A witness told el-Shinta he saw the ocean withdraw 1,500 feet from the beach
a half-hour before the powerful wave smashed ashore, a typical phenomenon before
a tsunami.
"I could see fish jumping around on the ocean floor," Miswan said.
Witnesses said the wave came several hundred yards inland in some places.
Buildings sit close to the beach in Pangandaran.
Pedi Mulyadi, a 43-year-old food vendor, said he was waiting on the beach for
customers when the wave struck, killing his wife, Ratini, 33. The pair were
clinging to one another when they were swallowed by the torrent of water and
pulled 300 feet inland, he said.
"Then we were hit, I think by a piece of wood," Mulyadi said. "When the water
finally pulled away, she was dead. Oh my God, my wife is gone, just like that."

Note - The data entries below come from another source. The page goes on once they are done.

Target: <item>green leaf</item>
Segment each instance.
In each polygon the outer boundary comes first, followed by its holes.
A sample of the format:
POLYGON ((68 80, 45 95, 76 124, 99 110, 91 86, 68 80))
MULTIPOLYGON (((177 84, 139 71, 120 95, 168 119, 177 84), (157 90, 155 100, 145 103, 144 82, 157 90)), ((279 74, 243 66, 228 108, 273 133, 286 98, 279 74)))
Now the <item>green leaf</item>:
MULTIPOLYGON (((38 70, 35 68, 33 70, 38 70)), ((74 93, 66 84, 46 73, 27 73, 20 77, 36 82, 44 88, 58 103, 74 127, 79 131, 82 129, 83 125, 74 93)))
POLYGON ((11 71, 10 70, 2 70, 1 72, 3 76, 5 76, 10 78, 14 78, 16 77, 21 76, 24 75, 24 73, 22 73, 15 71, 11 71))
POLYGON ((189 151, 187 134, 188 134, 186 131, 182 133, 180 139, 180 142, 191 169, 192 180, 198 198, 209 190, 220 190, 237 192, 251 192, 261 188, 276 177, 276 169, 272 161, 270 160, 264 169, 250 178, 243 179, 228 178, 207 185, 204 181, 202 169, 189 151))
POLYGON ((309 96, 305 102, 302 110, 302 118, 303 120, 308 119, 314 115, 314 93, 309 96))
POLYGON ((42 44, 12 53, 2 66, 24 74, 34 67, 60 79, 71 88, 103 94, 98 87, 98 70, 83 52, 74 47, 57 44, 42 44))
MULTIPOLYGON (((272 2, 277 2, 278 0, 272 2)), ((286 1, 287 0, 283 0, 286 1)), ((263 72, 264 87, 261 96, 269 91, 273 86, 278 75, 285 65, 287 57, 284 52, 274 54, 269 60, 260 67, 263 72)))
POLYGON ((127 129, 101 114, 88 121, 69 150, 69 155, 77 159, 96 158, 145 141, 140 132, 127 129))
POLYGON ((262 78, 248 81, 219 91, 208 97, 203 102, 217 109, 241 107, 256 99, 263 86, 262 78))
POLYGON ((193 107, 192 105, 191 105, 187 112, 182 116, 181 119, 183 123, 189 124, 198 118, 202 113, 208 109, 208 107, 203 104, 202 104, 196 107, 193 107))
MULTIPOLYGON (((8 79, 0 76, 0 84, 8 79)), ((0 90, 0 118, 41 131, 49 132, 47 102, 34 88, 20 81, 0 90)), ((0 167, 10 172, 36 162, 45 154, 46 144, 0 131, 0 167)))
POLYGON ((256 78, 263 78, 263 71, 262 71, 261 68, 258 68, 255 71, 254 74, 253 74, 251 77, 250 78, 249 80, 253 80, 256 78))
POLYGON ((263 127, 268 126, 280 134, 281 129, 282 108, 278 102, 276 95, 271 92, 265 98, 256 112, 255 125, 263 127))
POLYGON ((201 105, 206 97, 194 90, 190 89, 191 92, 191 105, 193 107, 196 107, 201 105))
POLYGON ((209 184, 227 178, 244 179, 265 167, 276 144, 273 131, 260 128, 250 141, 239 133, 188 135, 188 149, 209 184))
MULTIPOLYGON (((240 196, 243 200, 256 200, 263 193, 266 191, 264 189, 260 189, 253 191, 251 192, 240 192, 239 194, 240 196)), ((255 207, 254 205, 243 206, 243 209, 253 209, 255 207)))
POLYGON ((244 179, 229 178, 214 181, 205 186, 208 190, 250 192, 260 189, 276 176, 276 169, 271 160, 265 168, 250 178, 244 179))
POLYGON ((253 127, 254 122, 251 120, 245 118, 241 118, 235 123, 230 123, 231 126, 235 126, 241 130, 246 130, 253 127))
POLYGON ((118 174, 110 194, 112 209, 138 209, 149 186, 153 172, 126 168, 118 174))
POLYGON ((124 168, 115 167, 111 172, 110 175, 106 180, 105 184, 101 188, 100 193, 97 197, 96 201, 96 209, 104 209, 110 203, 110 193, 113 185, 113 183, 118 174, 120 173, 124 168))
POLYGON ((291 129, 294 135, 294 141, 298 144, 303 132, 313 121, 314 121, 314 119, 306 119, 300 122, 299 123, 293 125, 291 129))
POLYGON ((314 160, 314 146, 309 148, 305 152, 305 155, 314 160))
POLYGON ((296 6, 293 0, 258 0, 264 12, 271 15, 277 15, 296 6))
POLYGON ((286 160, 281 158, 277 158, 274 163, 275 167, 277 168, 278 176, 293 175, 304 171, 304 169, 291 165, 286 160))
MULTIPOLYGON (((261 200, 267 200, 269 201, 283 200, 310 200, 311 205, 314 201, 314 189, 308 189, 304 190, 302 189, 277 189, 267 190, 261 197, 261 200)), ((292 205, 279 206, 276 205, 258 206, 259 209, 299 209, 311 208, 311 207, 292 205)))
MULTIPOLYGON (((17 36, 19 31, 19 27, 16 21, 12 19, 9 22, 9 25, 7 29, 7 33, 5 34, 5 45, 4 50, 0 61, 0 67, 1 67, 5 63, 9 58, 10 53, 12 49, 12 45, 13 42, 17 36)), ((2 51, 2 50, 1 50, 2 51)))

Roads were blocked and power cut to much of the area. Damage and casualties
were reported at several places along the 110 miles of beach affected, officials
and media reports said.
"All the houses are destroyed along the beach," one woman, Teti, told
el-Shinta radio. "Small hotels are destroyed and at least one restaurant was
washed away."
Indonesia has installed a warning system across much of Sumatra island but
not on Java. The government has been planning to extend the warning system there
by 2007.
Java was hit seven weeks ago by a 6.3-magnitude earthquake that killed more
than 5,800 people, but was spared by the 2004 tsunami that killed 216,000
people, nearly half of them in Indonesia's Aceh province.

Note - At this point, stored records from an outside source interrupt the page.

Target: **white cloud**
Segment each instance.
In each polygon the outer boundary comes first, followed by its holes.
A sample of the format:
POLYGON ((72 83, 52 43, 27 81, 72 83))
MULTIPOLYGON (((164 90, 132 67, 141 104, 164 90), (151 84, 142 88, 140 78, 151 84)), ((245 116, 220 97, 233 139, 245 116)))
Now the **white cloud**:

Chris Goldfinger, an earthquake expert at the College of Oceanic and
Atmospheric Sciences at Oregon State University, said Monday's quake was
probably not related to the 2004 tsunami though some of the tremors in the
region since then were related.
The May earthquake did not affect the part of the island hit by Monday's
tsunami, which was spawned by a quake that struck deep beneath the Indian Ocean
150 miles southwest of Java's coast.
The quake struck at 3:24 p.m., causing tall buildings to sway hundreds of
miles away in the capital, Jakarta. The strength of the temblor was revised
upward from magnitude 7.1 after a review by a seismologist, the US Geological
Survey said. The quake was followed by a series of powerful aftershocks.
After the quake, the Pacific Tsunami Warning Center and Japan's
Meteorological Agency issued warnings saying there could be a tsunami in the
Indian Ocean. The tsunami struck Java about an hour after the quake and its
effects could be felt as far as Bali island and near Australia's Coco Islands.
Indonesia is on the so-called Pacific "Ring of Fire," an arc of volcanoes and
fault lines encircling the Pacific Basin.